ABU DHABI – An international organization that addresses challenges facing Muslim minorities across the world has been launched on Monday, April 16, in Abu-Dhabi, Emirates, as Istanbul hosted a four-day summit to discuss the problems of Muslim minorities.
“The International Muslim Minorities Congress (IMMC) seeks to promote civil and political rights of Muslim minorities as an inherent human right,” Dr. Ali Rashid Al Nuaimi, Secretary General of the Muslim Council of Elders — another Abu Dhabi-based international organization set up in 2014 — told a Gulf News in a news conference.
Al Nuaimi, also the Chairman of IMMC’s Supreme Committee, explained that the council is aimed at coordinating the efforts of Muslim minority institutions by encouraging members to contribute to the renaissance of their states, correcting the stereotypical image of Islam and Muslims.
“The charter of the new organization will be worked out during a conference in Abu Dhabi next May 8-9 to address challenges and opportunities of around 500 million Muslims working and living outside the Islamic World,” he explained.
The IMMC will also explore ways for them to fulfill their role as both good Muslims and good citizens and encourage positive contribution to the society.

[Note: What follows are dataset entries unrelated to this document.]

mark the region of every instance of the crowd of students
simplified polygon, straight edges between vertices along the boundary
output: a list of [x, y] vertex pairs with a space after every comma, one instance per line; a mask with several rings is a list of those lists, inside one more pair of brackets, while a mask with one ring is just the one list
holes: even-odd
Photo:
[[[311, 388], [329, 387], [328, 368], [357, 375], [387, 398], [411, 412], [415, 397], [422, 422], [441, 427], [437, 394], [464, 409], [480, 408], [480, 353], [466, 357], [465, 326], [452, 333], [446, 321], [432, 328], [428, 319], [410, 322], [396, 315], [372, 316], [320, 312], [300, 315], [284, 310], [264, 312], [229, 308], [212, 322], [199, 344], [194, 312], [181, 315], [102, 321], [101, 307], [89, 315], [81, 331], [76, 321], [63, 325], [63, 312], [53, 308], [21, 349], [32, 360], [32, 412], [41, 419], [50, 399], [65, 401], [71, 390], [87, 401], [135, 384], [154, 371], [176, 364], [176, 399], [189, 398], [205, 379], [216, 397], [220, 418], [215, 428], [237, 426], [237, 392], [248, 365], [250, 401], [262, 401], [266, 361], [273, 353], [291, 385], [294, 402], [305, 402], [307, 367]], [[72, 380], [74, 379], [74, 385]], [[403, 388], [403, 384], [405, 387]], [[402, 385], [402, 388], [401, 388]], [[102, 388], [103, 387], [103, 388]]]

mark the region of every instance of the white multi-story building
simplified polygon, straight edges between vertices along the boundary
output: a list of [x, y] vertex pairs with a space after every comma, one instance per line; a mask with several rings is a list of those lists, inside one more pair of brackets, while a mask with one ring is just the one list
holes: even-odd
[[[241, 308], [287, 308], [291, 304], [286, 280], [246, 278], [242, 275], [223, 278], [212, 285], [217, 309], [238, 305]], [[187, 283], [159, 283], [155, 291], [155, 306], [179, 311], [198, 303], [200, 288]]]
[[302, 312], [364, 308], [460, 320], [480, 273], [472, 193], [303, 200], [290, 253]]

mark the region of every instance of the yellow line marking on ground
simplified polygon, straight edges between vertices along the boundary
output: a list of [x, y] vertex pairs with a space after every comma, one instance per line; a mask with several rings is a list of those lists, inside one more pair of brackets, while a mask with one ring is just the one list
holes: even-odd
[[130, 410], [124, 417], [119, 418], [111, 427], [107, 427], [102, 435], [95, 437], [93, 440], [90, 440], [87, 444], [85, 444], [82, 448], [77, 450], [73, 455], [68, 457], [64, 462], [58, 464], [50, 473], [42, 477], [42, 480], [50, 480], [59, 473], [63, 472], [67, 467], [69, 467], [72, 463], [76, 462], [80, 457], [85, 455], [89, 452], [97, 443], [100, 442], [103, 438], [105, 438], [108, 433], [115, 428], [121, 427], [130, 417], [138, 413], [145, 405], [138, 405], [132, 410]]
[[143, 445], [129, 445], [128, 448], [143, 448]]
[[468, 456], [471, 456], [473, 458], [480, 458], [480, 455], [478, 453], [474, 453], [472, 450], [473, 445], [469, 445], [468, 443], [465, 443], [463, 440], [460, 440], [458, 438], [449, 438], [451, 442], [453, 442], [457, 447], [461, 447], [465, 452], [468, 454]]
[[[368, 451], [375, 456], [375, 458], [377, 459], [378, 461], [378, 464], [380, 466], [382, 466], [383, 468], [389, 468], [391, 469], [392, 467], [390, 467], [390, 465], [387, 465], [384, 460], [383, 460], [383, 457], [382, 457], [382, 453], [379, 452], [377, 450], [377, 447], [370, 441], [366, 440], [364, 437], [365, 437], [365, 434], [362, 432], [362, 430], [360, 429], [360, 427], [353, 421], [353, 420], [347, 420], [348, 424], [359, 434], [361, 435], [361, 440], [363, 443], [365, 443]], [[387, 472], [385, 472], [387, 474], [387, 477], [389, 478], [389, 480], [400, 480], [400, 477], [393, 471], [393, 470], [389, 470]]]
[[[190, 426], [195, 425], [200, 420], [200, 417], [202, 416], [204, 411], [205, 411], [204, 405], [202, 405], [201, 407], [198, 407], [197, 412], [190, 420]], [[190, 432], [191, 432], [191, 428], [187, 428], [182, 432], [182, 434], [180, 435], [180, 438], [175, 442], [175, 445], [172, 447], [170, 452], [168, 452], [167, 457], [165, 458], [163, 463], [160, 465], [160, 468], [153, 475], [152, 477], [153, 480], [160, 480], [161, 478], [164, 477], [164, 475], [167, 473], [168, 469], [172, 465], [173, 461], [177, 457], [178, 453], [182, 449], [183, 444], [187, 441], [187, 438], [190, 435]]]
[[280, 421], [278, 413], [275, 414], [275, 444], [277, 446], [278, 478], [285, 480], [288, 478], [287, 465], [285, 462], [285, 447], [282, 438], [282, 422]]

“The constituent assembly of IMMC will be held during the World Conference of Muslim Minorities in non-Muslim Communities which will be attended by around 400 participants,” Al Nuaimi said.
The Vice-Chairman of IMMC’s Supreme Committee, Dr. Mohammad Al Bechari, the secretary-general of the European Islamic Conference, said: “we’ll launch the Global Charter of Muslim Minorities of Rights and Freedoms and the strategic plan to promote the civilizational role of Muslim minorities.”
“This is a unique event and the first of its kind in history to bring together Muslim minorities, who aren’t members of the Organization of Islamic Countries (OIC), to highlight the need for peace and tolerance and the importance of coexistence with people of other religions and cultures,” he added.
Thousands of miles away in Istanbul, the Turkish Presidency of Religious Affairs kicked off on Monday a four-day international summit to discuss problems facing world’s Muslim minorities.
The official statement of Istanbul’s World Muslim Minorities summit informed that around 250 Muslim academics, activists, journalists and writers from 100 countries are participating in the event.
The Turkish President Recep Tayyip Erdogan, who attended Istanbul’s summit, said: “Just like the direction of the Qibla is same, the hearts of all Muslims are also same despite them being in different locations around the world,” Anadolu Agency reported.
“Today, attacks on Muslims and refugees have become commonplace in many states,” he added.